Die ETF-Branche in Europa hat im vergangenen Jahr gleich mehrere Rekorde gebrochen. Das in europäischen ETFs verwaltete Vermögen stieg nach Morningstar Daten auf das Rekordniveau von 467,41 Milliarden Euro per Ende 2015 nach 377,03 Milliarden Euro zum Vorjahresende. Das liegt zum einen an der positiven Performance der den Fonds zugrunde liegenden Aktien- und Rentenmärkte, aber vor allem an positiven Mittelzuflüssen, die bei Aktien- und Renten-ETFs jeweils neue Rekorde markierten. Aktien-ETFs gingen 2015 nach unseren Absatzschätzungen 42,71 Milliarden Euro netto zu, Bond-ETFs verbuchten Nettozuflüsse von 23,39 Milliarden Euro. Aufgrund ihres geringeren Vermögens verbuchten Renten-ETFs mit einer Wachstumsrate von 28,6% ein deutlich stärkeres Wachstum als Aktien-ETFs, die ein organisches Wachstum um 16,7% erzielten. Das von uns berechnete organische Wachstum misst nur die Mittelflüsse als Wachstumsfaktor, die Produktperformance rechnen wir also aus dem Volumenszuwachs heraus.

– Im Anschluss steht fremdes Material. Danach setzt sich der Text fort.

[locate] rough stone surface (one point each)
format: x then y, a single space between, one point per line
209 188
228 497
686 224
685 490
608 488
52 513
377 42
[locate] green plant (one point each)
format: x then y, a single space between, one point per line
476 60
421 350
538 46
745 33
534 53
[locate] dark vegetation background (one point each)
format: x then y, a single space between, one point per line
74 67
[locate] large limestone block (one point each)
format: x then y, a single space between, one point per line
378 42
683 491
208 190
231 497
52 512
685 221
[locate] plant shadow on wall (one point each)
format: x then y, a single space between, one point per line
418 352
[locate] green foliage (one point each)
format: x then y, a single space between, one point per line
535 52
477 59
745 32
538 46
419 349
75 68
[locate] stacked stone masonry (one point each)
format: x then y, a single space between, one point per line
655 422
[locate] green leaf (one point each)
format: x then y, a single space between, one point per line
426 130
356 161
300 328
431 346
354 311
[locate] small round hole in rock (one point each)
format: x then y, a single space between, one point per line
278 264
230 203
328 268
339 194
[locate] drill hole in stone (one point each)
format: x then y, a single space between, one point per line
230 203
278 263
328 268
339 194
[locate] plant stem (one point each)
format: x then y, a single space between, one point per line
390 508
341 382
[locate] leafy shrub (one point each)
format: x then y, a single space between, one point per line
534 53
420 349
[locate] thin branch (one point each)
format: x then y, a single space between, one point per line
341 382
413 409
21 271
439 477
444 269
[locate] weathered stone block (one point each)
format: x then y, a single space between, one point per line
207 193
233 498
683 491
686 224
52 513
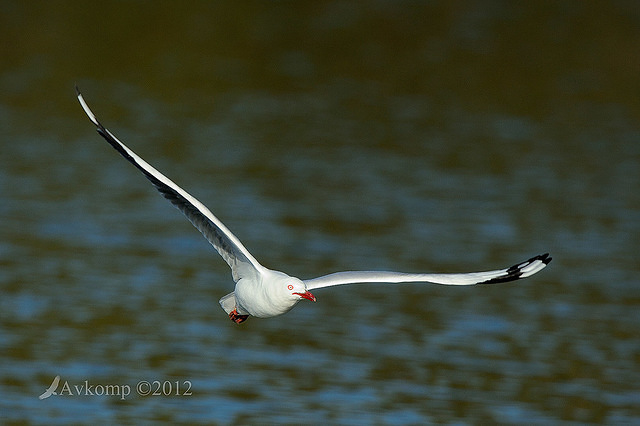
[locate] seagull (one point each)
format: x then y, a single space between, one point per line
265 293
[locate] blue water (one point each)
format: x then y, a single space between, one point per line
326 136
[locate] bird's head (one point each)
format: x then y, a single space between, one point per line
297 290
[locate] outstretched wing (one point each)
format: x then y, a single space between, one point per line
515 272
242 263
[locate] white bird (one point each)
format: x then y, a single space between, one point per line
263 292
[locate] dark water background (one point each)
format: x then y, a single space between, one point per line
414 136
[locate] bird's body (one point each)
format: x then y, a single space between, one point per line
264 293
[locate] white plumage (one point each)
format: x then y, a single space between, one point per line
263 292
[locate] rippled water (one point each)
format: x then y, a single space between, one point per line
327 136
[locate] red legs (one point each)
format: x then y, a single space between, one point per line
236 317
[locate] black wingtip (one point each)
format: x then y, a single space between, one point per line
515 272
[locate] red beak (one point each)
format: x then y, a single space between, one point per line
307 295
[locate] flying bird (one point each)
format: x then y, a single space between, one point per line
264 293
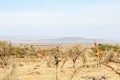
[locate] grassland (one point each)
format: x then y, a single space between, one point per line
59 62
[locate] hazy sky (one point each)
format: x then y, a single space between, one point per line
60 18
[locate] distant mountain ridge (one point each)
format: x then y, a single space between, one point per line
62 40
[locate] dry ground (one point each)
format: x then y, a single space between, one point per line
35 69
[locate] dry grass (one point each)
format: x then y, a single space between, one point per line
73 62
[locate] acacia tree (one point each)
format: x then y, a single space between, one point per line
74 53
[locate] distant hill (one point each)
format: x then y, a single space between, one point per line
63 40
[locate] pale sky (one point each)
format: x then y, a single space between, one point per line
60 18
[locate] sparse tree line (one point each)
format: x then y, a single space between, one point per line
53 56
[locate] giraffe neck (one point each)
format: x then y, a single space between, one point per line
96 47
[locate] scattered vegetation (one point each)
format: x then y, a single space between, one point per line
53 56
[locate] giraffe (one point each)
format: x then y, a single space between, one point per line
99 53
42 53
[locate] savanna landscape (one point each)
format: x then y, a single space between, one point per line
59 62
59 40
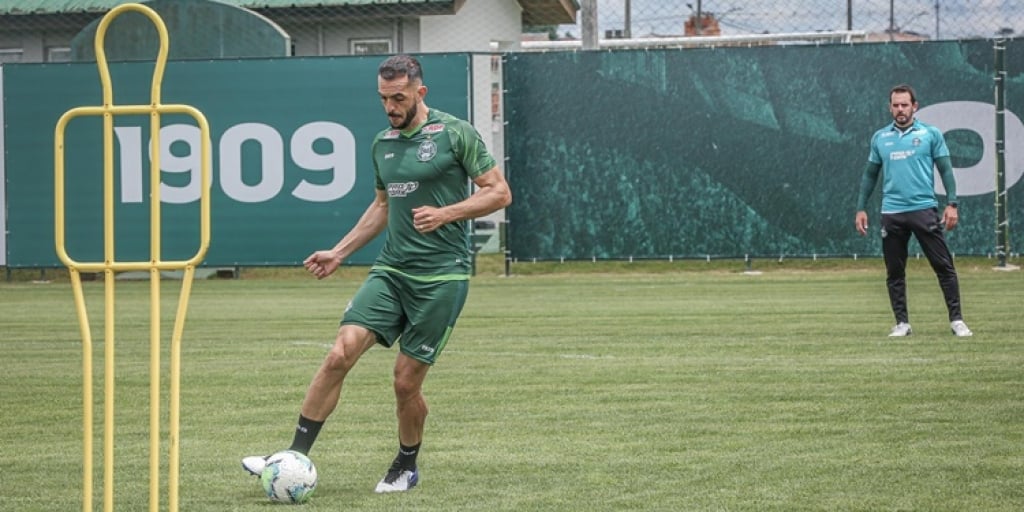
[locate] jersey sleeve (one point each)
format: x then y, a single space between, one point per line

Der europäische ETF-Markt ist allerdings unverändert aktiendominiert: Über 2/3 des europäischen ETF-Vermögens steckt in Aktienvehikeln. Wie aus der unteren Grafik hervorgeht, wurden in keinem Jahr seit 2008, dem Beginn der Erhebung der Mittelflüsse auf Industrieebene höhere Zuflüsse in europäisch domizilierte ETFs verbucht.
Grafik: Nettomittelzuflüsse in Aktien- und Renten-ETFs seit 2008
Ein Blick auf die Zuflüsse nach Asset-Klassen zeigt, dass alle wesentlichen Großgruppen Zuflüsse verbuchen konnten. Dies gilt auch für alternative ETFs, die vor allem Hebel- und Short-Produkte umfassen, und Rohstoff-ETFs. Die positive Absatzleistung geht dabei auf Neuinvestments in der ersten Jahreshälfte zurück; im vierten Quartal forderte die Marktvolatilität ihren Tribut bei Hebelprodukten, und der fortschreitende Verfall der Rohstoffpreise brachte in den letzten drei Monaten des Jahres auch für Rohstoffprodukte Abflüsse mit sich.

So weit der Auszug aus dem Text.